Nicola Savarese vient de mourir à Rome ce 20 juin, à l’âge de 78 ans, en conclusion d’une longue période de lutte contre la maladie, ou plutôt en interruption d’une ample vie de création, d’explorations, de voyages et d’enseignement. Le 4 octobre 2023, au musée Sigismondo Castromediano de Lecce, Nicola accompagné d’Eugenio Barba présentait le film de Ludovica Ripa di Meana “In Search of Theatre” (1974) consacré au séjour de l’Odin Teatret dans le Salento et à l’invention du « troc ». Ce jour-là s’inaugurait LAFLIS Living Archive Floating Islands, la mémoire vive d’Eugenio Barba, de l’Odin Teatret et du Tiers Théâtre qui poursuivent leur navigation dans l’architecture baroque de la bibliothèque Bernardini.
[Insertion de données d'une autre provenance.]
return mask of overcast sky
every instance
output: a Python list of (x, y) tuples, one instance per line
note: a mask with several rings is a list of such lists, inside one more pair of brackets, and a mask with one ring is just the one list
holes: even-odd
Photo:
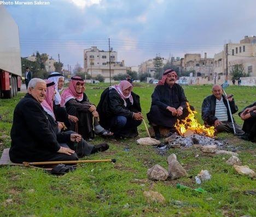
[(60, 53), (65, 68), (83, 66), (84, 49), (108, 50), (109, 38), (118, 61), (133, 66), (156, 54), (168, 58), (207, 52), (213, 57), (224, 43), (256, 35), (254, 0), (49, 2), (5, 7), (19, 27), (21, 56), (38, 51), (57, 59)]

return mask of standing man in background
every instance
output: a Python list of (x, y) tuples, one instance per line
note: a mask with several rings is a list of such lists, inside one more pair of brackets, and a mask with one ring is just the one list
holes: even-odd
[(26, 88), (27, 89), (27, 86), (28, 85), (28, 83), (30, 82), (30, 81), (32, 79), (32, 73), (30, 71), (30, 68), (28, 67), (27, 67), (26, 68), (26, 71), (25, 71), (25, 83), (26, 83)]

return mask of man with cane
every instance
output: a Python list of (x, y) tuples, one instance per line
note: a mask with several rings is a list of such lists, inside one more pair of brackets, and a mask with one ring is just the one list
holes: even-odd
[(214, 126), (218, 132), (243, 135), (245, 132), (232, 116), (238, 111), (232, 95), (225, 96), (222, 86), (219, 85), (213, 86), (212, 92), (212, 95), (206, 97), (202, 104), (202, 119), (205, 124)]

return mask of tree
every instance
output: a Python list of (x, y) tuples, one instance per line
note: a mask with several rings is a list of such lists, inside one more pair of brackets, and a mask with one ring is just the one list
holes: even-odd
[(97, 80), (100, 82), (104, 82), (104, 81), (105, 80), (105, 79), (104, 78), (104, 77), (101, 74), (97, 75), (95, 79), (96, 80)]
[[(78, 72), (75, 73), (75, 76), (81, 77), (82, 79), (85, 79), (85, 74), (82, 71)], [(86, 77), (86, 79), (89, 79)]]
[(48, 56), (46, 53), (40, 55), (38, 51), (37, 51), (36, 61), (39, 64), (41, 69), (45, 69), (45, 63), (47, 59), (48, 59)]
[(61, 73), (63, 67), (63, 63), (61, 62), (55, 62), (54, 63), (54, 68), (55, 68), (55, 71)]
[(113, 78), (115, 81), (123, 81), (126, 80), (126, 76), (127, 75), (125, 74), (119, 74), (118, 75), (113, 76)]
[(241, 77), (247, 77), (249, 75), (245, 72), (245, 67), (242, 64), (232, 65), (231, 70), (232, 80), (238, 80)]
[(139, 74), (139, 80), (141, 82), (146, 81), (146, 77), (148, 77), (147, 73), (142, 73)]
[(153, 60), (154, 67), (155, 68), (155, 78), (156, 79), (160, 79), (162, 76), (162, 58), (160, 56), (156, 55)]
[(133, 80), (138, 79), (138, 73), (135, 71), (127, 70), (127, 74), (129, 75)]

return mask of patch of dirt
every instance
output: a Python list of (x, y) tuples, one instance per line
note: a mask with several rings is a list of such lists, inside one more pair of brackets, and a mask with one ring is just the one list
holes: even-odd
[(136, 170), (135, 170), (132, 168), (128, 167), (127, 166), (122, 165), (121, 164), (115, 164), (115, 165), (114, 166), (114, 168), (117, 170), (132, 172), (135, 173), (138, 173), (138, 171)]

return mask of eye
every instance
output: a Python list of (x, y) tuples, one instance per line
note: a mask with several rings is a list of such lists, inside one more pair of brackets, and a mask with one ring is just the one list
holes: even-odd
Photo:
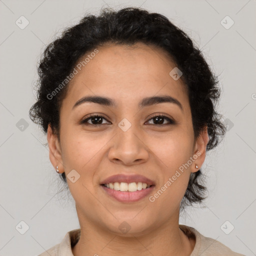
[[(168, 122), (167, 124), (164, 124), (164, 120), (167, 120)], [(175, 122), (172, 119), (170, 119), (169, 118), (166, 116), (160, 116), (159, 114), (156, 114), (153, 116), (152, 116), (151, 118), (148, 120), (148, 122), (150, 120), (153, 120), (153, 122), (154, 122), (154, 124), (156, 124), (156, 126), (160, 126), (162, 124), (175, 124)], [(158, 124), (155, 124), (155, 122)]]
[[(91, 123), (88, 122), (88, 121), (90, 120), (91, 120)], [(90, 116), (90, 117), (86, 118), (86, 119), (82, 120), (80, 122), (80, 124), (86, 125), (92, 124), (94, 126), (104, 124), (102, 123), (102, 122), (104, 120), (106, 120), (102, 116), (99, 116), (98, 114), (94, 114)]]

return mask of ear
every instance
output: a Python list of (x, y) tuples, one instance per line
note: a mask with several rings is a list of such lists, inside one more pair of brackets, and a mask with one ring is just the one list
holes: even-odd
[[(206, 156), (206, 147), (209, 142), (207, 126), (205, 126), (196, 138), (194, 147), (193, 158), (195, 159), (192, 168), (191, 172), (196, 172), (202, 166)], [(197, 158), (196, 156), (197, 156)], [(198, 166), (198, 168), (196, 167)]]
[(52, 130), (50, 124), (48, 124), (47, 129), (47, 140), (49, 146), (50, 162), (56, 170), (56, 166), (58, 166), (59, 173), (62, 173), (64, 172), (64, 168), (60, 143), (57, 136), (52, 133)]

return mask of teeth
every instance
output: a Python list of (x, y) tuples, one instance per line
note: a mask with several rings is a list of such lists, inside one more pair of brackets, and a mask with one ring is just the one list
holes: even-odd
[(150, 188), (150, 185), (148, 185), (146, 183), (142, 183), (138, 182), (136, 183), (132, 182), (132, 183), (126, 183), (125, 182), (115, 182), (114, 183), (108, 183), (104, 184), (104, 186), (108, 188), (120, 191), (128, 191), (129, 192), (134, 192), (138, 190), (142, 190)]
L’historien participait ainsi à son inscription dans l’histoire d’une étonnante aventure qu’il avait contribué à nourrir. Déjà, la nouvelle génération de ses collègues l’y avait placé, comme on peut le lire dans l’ouvrage qui retrace la refondation des études théâtrales en Italie des années soixante à 1985*. Toutefois, il est bien réducteur de ne considérer que le champ académique d’un outsider impliqué dès sa fondation dans l’entreprise de l’International School of Theatre Anthropologie l’ISTA, et de l’anthropologie théâtrale, lui-même peintre et performeur prenant plaisir à offrir des conférences spectacle.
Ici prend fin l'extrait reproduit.